Обезумевшие от голода человеченыши с животной злобой дрались за пахнувший теплым тестом лист банана, который обронила проходившая мимо торговка, прижимавшая к боку корзину с клубившимися паром помпушками.

Чудилось, что прибазарные улицы заполнили живые трупы, а Пномпень превратился в огромное кладбище, в братскую могилу отверженных судьбой людей, на которых никто из живых уже давно не обращал внимания.

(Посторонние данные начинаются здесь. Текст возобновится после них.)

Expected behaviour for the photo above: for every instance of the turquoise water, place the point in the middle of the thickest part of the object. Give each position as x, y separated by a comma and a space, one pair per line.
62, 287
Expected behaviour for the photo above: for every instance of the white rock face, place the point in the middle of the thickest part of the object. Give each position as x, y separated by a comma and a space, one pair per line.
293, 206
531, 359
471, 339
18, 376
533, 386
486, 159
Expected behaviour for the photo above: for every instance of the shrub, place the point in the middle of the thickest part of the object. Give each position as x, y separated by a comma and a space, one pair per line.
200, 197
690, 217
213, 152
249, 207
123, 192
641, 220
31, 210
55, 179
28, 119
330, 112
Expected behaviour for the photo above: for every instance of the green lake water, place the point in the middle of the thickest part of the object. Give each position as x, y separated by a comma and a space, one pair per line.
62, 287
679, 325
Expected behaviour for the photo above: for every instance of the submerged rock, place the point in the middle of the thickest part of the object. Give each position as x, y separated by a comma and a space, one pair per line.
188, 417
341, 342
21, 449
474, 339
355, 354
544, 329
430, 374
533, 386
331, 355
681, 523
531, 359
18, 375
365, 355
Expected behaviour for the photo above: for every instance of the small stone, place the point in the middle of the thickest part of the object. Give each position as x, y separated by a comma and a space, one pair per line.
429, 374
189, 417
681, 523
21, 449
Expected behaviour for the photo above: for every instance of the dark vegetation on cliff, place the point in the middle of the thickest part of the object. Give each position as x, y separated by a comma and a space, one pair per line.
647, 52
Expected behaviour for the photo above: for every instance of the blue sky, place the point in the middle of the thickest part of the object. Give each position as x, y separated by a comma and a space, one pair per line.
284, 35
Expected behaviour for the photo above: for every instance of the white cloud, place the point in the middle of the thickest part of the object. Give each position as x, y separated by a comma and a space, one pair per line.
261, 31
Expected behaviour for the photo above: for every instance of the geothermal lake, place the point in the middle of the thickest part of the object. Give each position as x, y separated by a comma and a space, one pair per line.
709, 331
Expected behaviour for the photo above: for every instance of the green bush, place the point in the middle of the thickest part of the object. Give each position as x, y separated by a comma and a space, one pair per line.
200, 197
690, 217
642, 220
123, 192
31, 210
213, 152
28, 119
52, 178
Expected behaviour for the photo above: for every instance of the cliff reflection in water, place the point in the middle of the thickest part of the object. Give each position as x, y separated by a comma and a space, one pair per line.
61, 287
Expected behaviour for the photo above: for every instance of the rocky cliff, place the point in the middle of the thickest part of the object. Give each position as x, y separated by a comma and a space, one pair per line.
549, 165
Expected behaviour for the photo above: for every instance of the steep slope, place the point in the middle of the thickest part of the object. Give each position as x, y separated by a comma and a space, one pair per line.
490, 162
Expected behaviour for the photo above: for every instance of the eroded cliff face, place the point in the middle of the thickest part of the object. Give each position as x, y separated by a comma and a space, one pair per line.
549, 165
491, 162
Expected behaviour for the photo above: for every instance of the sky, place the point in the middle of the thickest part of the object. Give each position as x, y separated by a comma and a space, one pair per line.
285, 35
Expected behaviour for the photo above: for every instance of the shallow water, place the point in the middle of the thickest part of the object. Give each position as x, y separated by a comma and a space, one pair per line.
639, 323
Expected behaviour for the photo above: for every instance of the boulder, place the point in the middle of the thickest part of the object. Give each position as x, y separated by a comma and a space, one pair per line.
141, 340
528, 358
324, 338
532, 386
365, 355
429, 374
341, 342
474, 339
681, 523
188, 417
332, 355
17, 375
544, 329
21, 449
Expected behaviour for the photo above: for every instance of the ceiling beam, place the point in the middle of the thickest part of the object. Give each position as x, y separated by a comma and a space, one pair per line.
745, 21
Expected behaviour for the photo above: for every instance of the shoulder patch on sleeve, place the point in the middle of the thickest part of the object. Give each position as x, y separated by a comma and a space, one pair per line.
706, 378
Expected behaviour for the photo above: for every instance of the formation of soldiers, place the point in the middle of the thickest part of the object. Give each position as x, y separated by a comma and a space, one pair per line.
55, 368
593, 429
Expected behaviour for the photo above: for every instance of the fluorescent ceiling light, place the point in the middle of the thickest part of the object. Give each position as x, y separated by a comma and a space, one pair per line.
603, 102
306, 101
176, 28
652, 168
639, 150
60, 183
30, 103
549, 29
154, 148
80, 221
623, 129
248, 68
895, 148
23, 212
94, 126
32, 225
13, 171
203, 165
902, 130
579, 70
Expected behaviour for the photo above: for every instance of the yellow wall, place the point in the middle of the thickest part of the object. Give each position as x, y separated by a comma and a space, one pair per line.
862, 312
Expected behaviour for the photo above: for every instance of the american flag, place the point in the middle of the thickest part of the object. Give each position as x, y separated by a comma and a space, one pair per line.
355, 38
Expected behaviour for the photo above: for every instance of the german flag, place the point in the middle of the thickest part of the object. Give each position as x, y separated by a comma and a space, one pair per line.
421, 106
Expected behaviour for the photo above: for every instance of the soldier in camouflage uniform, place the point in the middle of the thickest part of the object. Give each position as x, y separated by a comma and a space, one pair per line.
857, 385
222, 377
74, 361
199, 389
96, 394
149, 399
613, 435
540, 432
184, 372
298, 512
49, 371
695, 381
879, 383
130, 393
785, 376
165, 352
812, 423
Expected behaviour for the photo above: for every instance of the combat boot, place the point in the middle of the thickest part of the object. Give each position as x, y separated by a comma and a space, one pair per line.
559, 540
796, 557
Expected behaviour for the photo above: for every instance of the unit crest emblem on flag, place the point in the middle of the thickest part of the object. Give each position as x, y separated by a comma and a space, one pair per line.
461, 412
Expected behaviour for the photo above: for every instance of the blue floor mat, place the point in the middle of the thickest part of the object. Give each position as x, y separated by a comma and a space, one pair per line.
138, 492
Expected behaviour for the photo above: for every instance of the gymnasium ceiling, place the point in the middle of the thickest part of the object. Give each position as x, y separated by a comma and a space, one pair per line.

Выждав пару минут, я протиснулся сквозь толпу нищих и почти на четвереньках пролез в дверное отверстие, занавешенное синей материей, чертыхаясь вполголоса: «Идеальное место выбрали для конспиративной встречи! Пол-рынка, наверное, с изумлением наблюдает, как я залезаю в эту конуру!»

Продолжение следует.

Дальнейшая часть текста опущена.